Terminal server operation is especially stable if the following points are observed as far as possible:

  • Support by well-trained administrators who have sufficient practical experience and, ideally, have a test or reference environment at their disposal. Furthermore, a clear definition of an escalation path is recommended, all the way up to the decision-making bodies of a company, to address any serious problems that might arise.

  • Use of sufficiently powerful and established standard hardware following at least one week of permanent test operation.

  • Use of modern graphics cards and hard drive controllers with up-to-date and mature drivers.

  • Connection of necessary peripheral devices only. Special peripherals that have nothing to do with the terminal server’s function should be strictly avoided. It is recommended that keyboard, mouse, and monitor be set up to look unattractive to casual users to prevent them from being tempted to work interactively with the computer console.

  • Avoiding backgrounds, screen savers, and animations because they use up a huge amount of a terminal server’s resources when many users access these functions simultaneously. The result is slow responses and increased system instability.

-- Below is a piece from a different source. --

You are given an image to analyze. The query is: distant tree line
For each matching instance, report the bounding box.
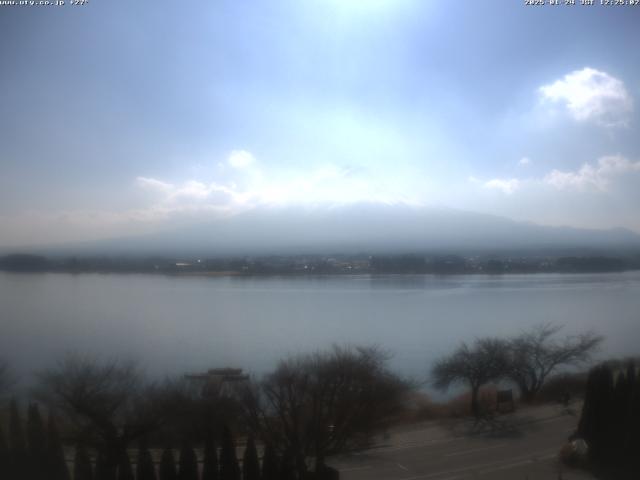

  • If at all possible, no additional installation of other server applications on a terminal server. This minimizes the risk of unfavorable mutual interference between individual applications. The application installation sequence might influence system stability and should therefore always be documented.

  • Setting up servers in cool and secure rooms to avoid temperature problems and unauthorized hardware access.

  • Use of uninterruptible power supply (UPS) to protect the system from network failure and power oscillation.

If it is absolutely necessary to install critical application programs, the server should be rebooted automatically on a regular basis (for example, weekly or monthly). This is especially true for terminal servers with several applications that have known problems relating to releasing main memory when the application is closed. These memory leaks can take away main memory from a terminal server until it becomes unstable.